With a depleted ‘pen, Alexis Díaz took the ninth. He struck out Xander Bogaerts, gave up a single to Jackson Merrill, then got Laureano swinging for the second out. At that point, Dave Roberts played the matchup card and summoned lefty Jack Dreyer, who recorded the final out to lock it down in front of 53,119 at Chavez Ravine.
What stood out
- Kershaw’s poise after the mistake: After the Laureano homer, he retired 12 of the next 14 he faced, including that tailor-made 6th-inning double-play ball to Arraez that erased a leadoff single. That’s veteran problem-solving at its finest.
- Bottom feeding: Conforto, Freeland, and Rojas set the table for the two-run third. On a night when the top three (Ohtani/Betts/Smith) produced only a sac fly and a walk, the margin came from the 7–9 spots doing the little things.
- Teo’s timing: The Dodgers finished with just four hits, but Hernández’s 7th-inning shot gave the bullpen the breathing room it needed. That swing changed the leverage math the rest of the way.
- Late-inning triage: It wasn’t pretty—HBPs, a walk, a sac fly—but Treinen’s one-pitch escape and Dreyer’s last out preserved the win. If the Dodgers are running light down there for a few days, these matchups and quick hooks are going to matter.
The stakes and what’s next
The victory pulls the Dodgers level with the Padres in the NL West and flips the pressure back toward San Diego with two left in the set. Saturday is a marquee duel: former Padre Blake Snell gets the ball for L.A. against Dylan Cease. First pitch is 6:10 p.m. PT at Dodger Stadium. Win that one, and the Dodgers move into sole possession of the division lead heading into Sunday’s matinee.
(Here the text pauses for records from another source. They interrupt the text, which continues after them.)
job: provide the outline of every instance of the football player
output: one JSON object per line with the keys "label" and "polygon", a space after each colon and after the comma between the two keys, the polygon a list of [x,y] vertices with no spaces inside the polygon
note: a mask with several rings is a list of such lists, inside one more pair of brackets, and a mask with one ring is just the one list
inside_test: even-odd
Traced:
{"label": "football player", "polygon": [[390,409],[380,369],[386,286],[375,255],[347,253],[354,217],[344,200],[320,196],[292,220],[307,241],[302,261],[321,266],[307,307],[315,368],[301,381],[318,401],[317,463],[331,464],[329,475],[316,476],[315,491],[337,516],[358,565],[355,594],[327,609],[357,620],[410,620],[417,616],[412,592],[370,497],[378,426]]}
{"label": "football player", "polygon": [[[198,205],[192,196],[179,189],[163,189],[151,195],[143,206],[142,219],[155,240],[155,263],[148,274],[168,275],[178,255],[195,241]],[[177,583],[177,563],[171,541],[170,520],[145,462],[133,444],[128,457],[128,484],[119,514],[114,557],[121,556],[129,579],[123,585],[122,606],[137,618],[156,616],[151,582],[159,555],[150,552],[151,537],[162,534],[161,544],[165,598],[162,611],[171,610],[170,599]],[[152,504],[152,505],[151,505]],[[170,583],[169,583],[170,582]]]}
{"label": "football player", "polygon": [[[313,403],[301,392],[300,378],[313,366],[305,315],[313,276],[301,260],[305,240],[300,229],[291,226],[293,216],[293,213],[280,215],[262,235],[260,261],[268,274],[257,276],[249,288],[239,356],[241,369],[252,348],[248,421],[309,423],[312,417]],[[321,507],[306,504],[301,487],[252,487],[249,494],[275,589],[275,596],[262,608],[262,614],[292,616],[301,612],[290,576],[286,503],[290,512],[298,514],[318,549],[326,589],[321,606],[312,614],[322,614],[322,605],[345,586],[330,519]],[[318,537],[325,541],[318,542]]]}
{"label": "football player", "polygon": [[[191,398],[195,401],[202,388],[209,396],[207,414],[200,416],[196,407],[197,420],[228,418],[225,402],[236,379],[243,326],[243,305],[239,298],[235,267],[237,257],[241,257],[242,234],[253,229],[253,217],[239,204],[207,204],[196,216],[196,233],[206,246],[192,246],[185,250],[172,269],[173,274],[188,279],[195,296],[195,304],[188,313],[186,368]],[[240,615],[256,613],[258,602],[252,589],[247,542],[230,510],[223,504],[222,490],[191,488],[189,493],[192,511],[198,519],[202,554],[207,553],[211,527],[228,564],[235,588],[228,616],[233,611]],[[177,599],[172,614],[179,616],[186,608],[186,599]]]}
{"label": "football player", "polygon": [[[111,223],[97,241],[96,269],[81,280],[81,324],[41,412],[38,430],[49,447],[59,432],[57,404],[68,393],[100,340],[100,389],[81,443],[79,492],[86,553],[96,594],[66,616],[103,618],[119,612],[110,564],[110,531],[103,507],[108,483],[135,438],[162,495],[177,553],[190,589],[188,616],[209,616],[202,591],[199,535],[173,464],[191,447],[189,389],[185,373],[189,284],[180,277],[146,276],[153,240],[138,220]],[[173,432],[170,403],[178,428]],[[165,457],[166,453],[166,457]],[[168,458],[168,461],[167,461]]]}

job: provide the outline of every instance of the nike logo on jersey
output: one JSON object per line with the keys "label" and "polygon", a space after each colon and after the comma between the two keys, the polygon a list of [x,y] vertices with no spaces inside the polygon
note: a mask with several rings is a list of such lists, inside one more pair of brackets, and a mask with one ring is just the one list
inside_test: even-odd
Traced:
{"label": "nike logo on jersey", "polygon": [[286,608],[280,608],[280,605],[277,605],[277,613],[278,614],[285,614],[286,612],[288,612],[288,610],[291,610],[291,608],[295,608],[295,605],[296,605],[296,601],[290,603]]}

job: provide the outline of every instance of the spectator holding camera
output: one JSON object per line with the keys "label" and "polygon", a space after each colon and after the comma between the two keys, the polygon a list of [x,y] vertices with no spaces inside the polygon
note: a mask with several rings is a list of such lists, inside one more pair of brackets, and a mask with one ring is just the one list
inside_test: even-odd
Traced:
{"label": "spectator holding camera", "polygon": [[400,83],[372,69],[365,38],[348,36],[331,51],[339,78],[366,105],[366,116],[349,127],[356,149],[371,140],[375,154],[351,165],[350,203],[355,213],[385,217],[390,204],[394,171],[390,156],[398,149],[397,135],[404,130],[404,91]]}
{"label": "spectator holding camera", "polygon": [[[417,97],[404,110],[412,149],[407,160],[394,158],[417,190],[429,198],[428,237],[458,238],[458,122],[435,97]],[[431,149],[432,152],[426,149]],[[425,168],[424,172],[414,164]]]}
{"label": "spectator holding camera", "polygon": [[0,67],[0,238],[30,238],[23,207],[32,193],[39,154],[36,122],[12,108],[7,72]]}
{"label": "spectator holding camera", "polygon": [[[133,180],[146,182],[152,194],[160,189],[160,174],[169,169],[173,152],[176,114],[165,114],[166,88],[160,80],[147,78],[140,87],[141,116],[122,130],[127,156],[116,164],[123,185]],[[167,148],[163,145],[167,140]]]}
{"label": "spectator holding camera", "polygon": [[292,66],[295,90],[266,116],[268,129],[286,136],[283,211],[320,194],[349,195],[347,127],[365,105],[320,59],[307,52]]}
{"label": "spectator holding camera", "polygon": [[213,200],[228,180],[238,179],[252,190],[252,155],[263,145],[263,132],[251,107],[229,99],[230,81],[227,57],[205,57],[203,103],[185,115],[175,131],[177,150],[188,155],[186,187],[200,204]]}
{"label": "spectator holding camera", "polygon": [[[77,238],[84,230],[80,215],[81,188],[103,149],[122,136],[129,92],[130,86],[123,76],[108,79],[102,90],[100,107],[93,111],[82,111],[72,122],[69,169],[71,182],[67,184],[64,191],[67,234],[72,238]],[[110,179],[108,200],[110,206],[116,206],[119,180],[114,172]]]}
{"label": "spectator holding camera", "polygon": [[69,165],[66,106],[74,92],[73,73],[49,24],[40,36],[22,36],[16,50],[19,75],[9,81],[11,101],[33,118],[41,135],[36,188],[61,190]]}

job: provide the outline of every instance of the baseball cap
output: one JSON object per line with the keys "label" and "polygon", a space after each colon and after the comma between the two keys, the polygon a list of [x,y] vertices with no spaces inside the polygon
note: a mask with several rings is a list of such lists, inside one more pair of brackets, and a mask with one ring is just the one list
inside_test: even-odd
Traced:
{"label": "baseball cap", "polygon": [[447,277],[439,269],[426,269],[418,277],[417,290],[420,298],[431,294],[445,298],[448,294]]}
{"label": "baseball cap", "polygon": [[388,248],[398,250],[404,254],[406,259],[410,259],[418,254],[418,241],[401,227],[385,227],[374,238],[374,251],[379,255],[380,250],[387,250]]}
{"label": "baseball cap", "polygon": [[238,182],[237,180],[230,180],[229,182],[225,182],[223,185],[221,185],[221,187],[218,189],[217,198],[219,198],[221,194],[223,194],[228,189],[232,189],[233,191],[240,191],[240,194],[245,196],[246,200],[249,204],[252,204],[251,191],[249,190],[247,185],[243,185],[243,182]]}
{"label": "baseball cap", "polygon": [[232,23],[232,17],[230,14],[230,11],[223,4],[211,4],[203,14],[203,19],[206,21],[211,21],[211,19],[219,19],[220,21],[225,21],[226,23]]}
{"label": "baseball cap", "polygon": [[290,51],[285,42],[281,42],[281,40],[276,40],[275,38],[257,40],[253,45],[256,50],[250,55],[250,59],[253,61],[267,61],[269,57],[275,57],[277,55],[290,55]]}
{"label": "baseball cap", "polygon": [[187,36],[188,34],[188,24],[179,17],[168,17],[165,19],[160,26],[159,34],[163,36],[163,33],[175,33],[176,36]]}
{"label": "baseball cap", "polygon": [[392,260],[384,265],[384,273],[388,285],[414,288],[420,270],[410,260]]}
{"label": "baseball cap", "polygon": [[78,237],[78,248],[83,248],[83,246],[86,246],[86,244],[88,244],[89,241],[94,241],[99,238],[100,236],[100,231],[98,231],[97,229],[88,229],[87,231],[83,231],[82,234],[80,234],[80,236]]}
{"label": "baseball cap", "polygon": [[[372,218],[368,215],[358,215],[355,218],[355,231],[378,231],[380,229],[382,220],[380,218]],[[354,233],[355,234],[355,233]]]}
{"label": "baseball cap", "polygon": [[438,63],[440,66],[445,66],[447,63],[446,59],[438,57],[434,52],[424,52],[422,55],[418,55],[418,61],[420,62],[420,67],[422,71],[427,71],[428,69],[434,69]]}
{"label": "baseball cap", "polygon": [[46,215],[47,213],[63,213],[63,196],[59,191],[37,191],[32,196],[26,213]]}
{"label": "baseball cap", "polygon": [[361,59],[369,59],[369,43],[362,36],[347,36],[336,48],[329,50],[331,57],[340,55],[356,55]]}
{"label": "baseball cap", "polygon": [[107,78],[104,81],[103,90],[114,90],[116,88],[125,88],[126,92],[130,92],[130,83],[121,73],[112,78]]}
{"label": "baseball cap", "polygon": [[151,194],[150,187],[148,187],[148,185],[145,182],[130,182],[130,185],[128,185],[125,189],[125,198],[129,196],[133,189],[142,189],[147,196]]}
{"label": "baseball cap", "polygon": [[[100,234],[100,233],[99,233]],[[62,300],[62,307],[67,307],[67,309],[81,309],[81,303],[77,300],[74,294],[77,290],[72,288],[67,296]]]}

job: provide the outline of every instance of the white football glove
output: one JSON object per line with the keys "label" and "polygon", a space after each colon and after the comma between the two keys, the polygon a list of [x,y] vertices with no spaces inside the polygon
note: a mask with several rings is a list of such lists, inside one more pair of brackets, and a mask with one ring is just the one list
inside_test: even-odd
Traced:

Play of the Game: Teoscar Hernández’s solo homer in the 7th. In a one-run grinder with limited traffic, that extra tally was the difference.
Stat of the Night: The Dodgers didn’t record a hit with RISP, yet still produced two runs via a forceout and sac fly—small ball in a big game.
Buckle up—the pennant race officially arrived on Friday night, and the Dodgers answered the bell.